I knew early in the season that I was good enough to qualify for the Michigan Amateur. This win made it official. Mr. Z and the head librarian, Mrs. Nime congratulated me and presented me with the player’s packet to take home.
We posed for a Polaroid by the dusty trophy case that held a twenty-year-old geography bee plaque and an unimpressive poetry contest trophy featuring a woman with wings. One wing was cracked.
I know chess isn’t a spectator sport for most, but it would have been nice for my dad to be there. Some other parents showed up. They walked out of the library complimenting their kids on their ribbons, even the 6th place participant.
It would have been nice for my dad to answer the phone when I called from the payphone for a ride, but he didn’t.
I’m glad he didn’t, but he doesn’t know that.
At the time all I cared about was that that player packet in the simple manila envelope didn’t get ruined. And it was pouring. The thunder and lightning didn’t bother me. I was just concerned about the wet.
Mrs. Nime gave me a small trash can liner to cover up the player packet and I called my dad again. There was no answer.
I stuck the plastic-covered player packet under my Chevy windbreaker and walked out to the bus stop, leaving my bike locked in front of the library. My dad would have something to say about me caring more about the player packet than the bike, which was 50/50 gone by morning. In our neighborhood bike theft was more popular than baseball.
Again, my dad did not answer the phone. I knew he was home. I knew it. He was a creature of habit. He heard the phone ring but didn’t pick up.

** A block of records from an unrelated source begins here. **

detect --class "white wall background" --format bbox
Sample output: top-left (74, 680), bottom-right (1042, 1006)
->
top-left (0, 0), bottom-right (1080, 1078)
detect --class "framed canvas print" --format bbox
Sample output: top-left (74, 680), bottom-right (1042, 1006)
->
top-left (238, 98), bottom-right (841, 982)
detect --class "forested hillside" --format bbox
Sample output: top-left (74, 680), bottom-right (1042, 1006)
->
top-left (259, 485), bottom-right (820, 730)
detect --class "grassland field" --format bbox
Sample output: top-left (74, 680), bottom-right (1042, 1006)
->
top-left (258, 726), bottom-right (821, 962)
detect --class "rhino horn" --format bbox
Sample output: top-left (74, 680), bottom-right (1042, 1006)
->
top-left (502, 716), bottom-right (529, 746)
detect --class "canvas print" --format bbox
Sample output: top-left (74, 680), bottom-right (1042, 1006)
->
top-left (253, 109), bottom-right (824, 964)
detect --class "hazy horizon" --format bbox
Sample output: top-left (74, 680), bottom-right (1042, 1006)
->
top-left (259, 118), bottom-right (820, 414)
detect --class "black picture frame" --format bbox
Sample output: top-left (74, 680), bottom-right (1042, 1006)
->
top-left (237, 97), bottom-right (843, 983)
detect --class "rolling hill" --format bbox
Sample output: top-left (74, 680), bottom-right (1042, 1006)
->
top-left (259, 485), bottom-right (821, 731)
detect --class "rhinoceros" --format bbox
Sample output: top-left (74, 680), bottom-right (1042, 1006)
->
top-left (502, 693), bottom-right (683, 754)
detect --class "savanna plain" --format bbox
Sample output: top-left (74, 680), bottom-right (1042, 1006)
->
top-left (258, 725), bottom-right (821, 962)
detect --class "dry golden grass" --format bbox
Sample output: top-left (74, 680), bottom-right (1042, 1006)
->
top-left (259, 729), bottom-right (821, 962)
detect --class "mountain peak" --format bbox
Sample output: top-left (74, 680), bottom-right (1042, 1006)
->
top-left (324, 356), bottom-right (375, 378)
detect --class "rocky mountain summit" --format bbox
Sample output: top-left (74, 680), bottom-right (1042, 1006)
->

I’m not mad at him for that. But he doesn’t know that.
The bus stop nearest our house was a block from our street and our house was three blocks south of Grand River. When I got off the bus, I decided to take off my windbreaker and wrap it over the player packet that was already wrapped in the plastic garbage can liner.
I think about that one moment of hesitation sometimes, when I stopped and removed my windbreaker. But I don’t dwell on it. And I’m not mad at myself.
The streetlights flickered to life just as I turned down our street. I was a bit disappointed because it muted the contrast of the lightning in the night sky.
I walked down our street with one thought: That I should have memorized the number on the player packet that my dad would have to call to confirm my attendance at the Michigan Amateur. The mimeographed sheet could have gotten wet and smudged. This was me being extremely paranoid. It didn’t feel like it then. I guess that’s how paranoia works.
So I walked-more briskly than my normal pace- down our tree-lined street, one of the few in our neighborhood that had been planted with oaks and survived the Dutch Elm disease that left so many other streets barren, or almost barren.
I would show my dad the packet immediately and have him call first thing in the morning. And in May, I would be in Lansing for the Michigan Amateur even if I had to take a bus to that too.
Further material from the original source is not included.